Table 5 presents the label distribution of patients with different severity level labels and the predictive accuracy of the four-class classification. The overall predictive accuracy of the four classes is 58%. It is noted that our model exhibits superior performance in categorizing patients with moderate and severe conditions. In practical situations, prioritizing the classification of moderate and severe cases is crucial, given their potential need for urgent hospital treatment. Consequently, the diagnostic outcomes facilitate swift and precise identification of moderate and severe patients, enabling expedited and effective interventions by healthcare professionals.
Table 6 shows our model accurately estimates the actual Apnea-Hypopnea Index (AHI) for most subjects, especially for patients 1–7 and 9. The prediction discrepancies observed in patients 8 and 10 can be attributed to patient diversity and the first-night effect, which refers to variations in sleep patterns during an individual's first exposure to a sleep study environment. Additionally, the size of the dataset may have impacted the model's generalizability. Despite the challenges of data variability and size, Table 4 demonstrates that our approach outperforms the baseline on the same dataset, highlighting the effectiveness of our proposed model.
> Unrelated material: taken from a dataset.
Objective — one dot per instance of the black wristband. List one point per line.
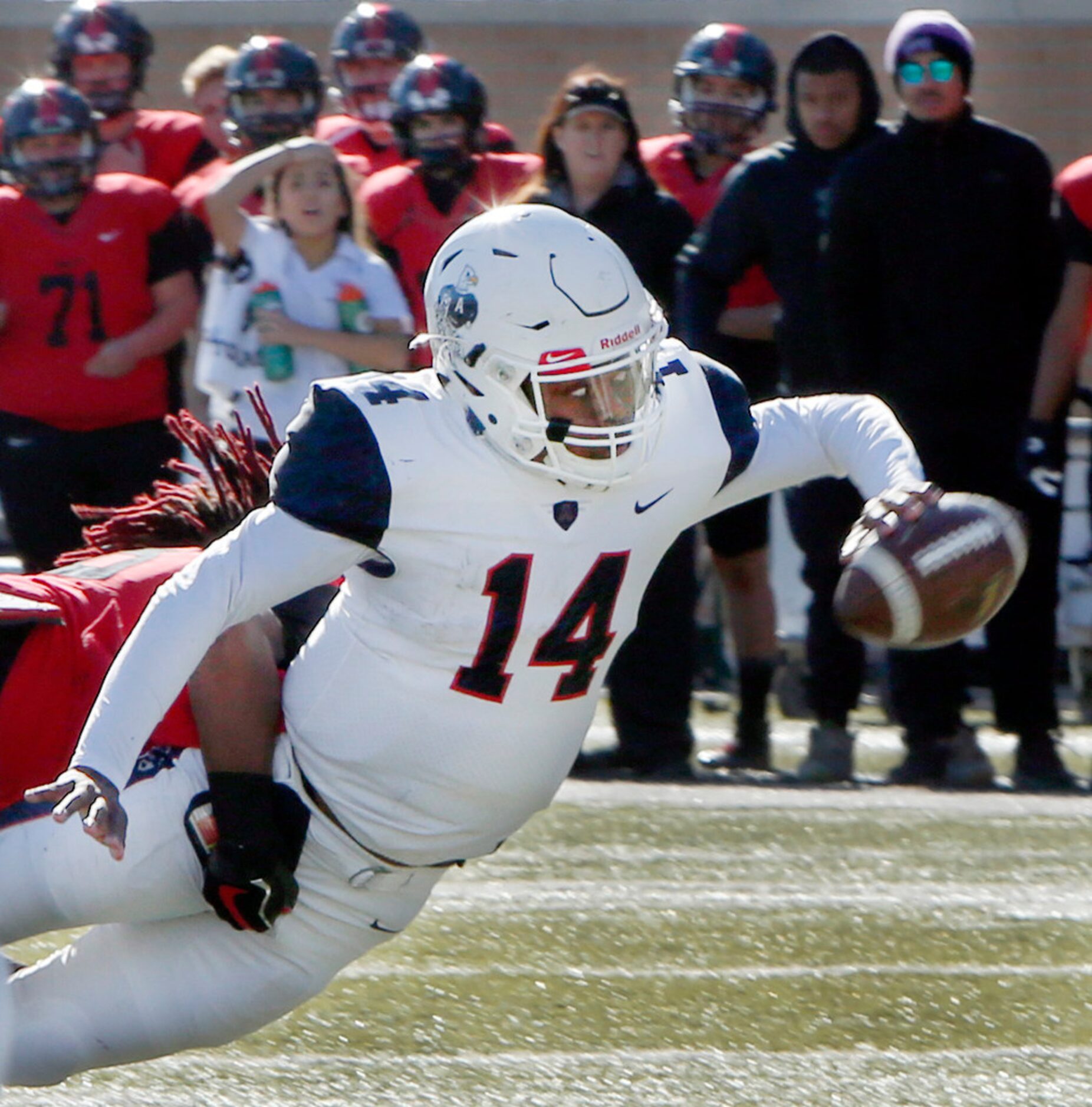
(243, 804)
Table 6. The comparison of OSAHS degree of our method compared with the gold standard PSG results in 10 random patients.
4.4.3 Ablation study
We further conducted ablations concentrating on evaluating the impact of semantic information features on the classification performance of the ASMM-OSA. We designed two components, with one utilizing MFCC as the feature and the other concatenating semantic features as the final feature representation. The results are presented in Table 7. From the experimental results, it can be observed that after incorporating PubMedBERT, the average accuracy increased to 0.776, compared to 0.746 without utilizing PubMedBERT. Furthermore, there was a discernible improvement in precision and ASMM-OSA demonstrated superior precision in classifying positive samples when PubMedBERT was employed.
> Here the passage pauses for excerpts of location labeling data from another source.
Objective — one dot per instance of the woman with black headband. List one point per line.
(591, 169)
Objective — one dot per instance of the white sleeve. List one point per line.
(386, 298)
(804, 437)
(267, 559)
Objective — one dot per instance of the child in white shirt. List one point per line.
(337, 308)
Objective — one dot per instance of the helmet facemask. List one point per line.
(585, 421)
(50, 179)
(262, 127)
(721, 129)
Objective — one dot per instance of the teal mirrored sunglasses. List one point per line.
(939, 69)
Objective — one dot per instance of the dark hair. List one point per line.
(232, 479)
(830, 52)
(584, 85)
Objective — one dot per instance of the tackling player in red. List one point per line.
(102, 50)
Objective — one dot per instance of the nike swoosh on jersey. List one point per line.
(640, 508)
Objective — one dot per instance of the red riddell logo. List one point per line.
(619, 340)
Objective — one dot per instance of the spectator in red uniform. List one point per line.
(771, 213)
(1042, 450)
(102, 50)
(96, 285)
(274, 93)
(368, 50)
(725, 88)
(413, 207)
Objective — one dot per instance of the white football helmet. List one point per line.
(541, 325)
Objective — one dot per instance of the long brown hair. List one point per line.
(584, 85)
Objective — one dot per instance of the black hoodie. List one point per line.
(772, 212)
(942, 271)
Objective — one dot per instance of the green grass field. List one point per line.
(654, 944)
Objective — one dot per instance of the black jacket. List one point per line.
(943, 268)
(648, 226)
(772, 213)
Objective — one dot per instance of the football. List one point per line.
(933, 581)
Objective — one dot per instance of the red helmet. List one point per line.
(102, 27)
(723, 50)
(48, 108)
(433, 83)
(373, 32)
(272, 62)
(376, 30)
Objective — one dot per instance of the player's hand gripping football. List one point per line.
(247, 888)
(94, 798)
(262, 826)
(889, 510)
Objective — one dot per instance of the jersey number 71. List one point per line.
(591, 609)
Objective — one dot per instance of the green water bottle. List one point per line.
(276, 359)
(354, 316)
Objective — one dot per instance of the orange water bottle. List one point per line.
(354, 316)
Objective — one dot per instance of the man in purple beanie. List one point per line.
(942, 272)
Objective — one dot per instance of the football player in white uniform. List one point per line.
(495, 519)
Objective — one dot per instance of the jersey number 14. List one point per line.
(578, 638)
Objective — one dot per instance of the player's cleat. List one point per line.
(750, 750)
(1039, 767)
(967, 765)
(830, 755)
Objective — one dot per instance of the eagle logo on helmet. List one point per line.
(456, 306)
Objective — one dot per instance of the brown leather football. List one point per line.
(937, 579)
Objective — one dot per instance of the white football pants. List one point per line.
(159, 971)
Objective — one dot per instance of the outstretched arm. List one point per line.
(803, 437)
Table 7. The results of the ablation experiment sleep apnea event classification in 10 groups of patients.
Due to PubMedBERT being pre-trained on a large-scale biomedical literature dataset, ASMM-OSA has acquired enhanced semantic feature-capturing capabilities, particularly excelling in capturing medical domain-specific features. Comparatively, incorporating PubMedBERT significantly improves the performance of ASMM-OSA in classifying the severity of OSAHS patients when contrasted with not introducing this language model.
5 Conclusion
In this paper, we introduce an audio-semantic multimodal model for the classification of OSAHS severity (i.e., ASMM-OSA). We integrate patients' sleep audio features with semantic features and employ XGBoost to classify sleep apnea events, thereby calculating the patient's AHI score to assess the severity of OSAHS. Experimental results demonstrate the enhancement in classification performance achieved by incorporating semantic information, highlighting the superior performance of ASMM-OSA in classifying sleep apnea events. This approach provides a robust tool for precisely diagnosing sleep-related disorders. In the future, we will conduct a thorough analysis of performance variations among different patient groups. We will investigate aspects such as feature selection, model fine-tuning, and other enhancements to further improve model performance and its generalization capabilities.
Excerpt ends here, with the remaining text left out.